Les représentants du commerce sont formels : pour maintenir le commerce physique, il faut que le coût du travail soit le plus faible possible. Visiblement, les candidats l’ont entendu. À l’exception de la gauche (Hamon et Mélenchon), tous proposent de baisser le montant des charges patronales. Le candidat des Républicains va le plus loin, avec un allégement total de 40 milliards d’euros. « Deux fois plus que le CICE », précise Hervé Novelli. Seul hic, cette baisse des charges patronales serait financée par une hausse de la TVA de deux points. Ce qui risque de freiner la consommation. Emmanuel Macron, de son côté, souhaite transformer ce crédit d’impôt pour la compétitivité et l’emploi en « baisse des charges pérenne », sous forme d’allégements dégressifs jusqu’à 1,6 fois le Smic. Quant à Marine le Pen, elle souhaite une fusion du CICE et de tous les autres dispositifs. « Vous serez au cœur du maintien de l’emploi », lance Joëlle Mélin aux professionnels.

25%

Le commerce recrute 25 % des jeunes de moins de 25 ans

78000

jeunes en contrats d’apprentissage

38000

en contrats pro dans le commerce

Source : Forco

Des charges qui pèsent aussi sur l’apprentissage, voie d’entrée sur le marché du travail et délaissée en France. Hervé Novelli promet d’exonérer de charges les contrats en alternance.
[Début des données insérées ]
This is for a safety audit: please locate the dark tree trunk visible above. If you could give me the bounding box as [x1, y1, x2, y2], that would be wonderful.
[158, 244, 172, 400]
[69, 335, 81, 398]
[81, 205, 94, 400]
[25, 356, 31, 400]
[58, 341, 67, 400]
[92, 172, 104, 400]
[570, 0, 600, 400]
Quel politique, rêvant du modèle allemand, ne veut pas favoriser l’apprentissage ? François Fillon souhaite prendre le mal à la racine et confier la gestion des lycées professionnels aux régions pour associer davantage les entreprises. « Si l’apprentissage fait pâle figure en France, c’est avant tout parce qu’il a été construit par l’Éducation nationale et pas par le monde professionnel. » Un avis partagé par beaucoup de représentants du commerce. Marine Le Pen vise plus large, avec l’exonération des charges patronales pour toute embauche d’un jeune de moins de 21 ans. Autant de mesures qui vont dans le sens de ce que prônent les spécialistes de l’apprentissage. « Il faudrait exonérer de charges sociales tous les contrats en alternance et élargir le crédit d’impôt apprentissage aux contrats professionnels », estime Marie-Hélène Mimeau, vice-présidente du Forco, l’organisme paritaire qui collecte les fonds versés par les distributeurs à destination de la formation.

  • Un allégement des charges patronales destiné à réduire le coût du travail.
  • Favoriser l’apprentissage par l’exonération de charges sur les contrats en alternance et une gestion différente des lycées professionnels.
  • Assouplir le temps de travail ou, au contraire, le réduire.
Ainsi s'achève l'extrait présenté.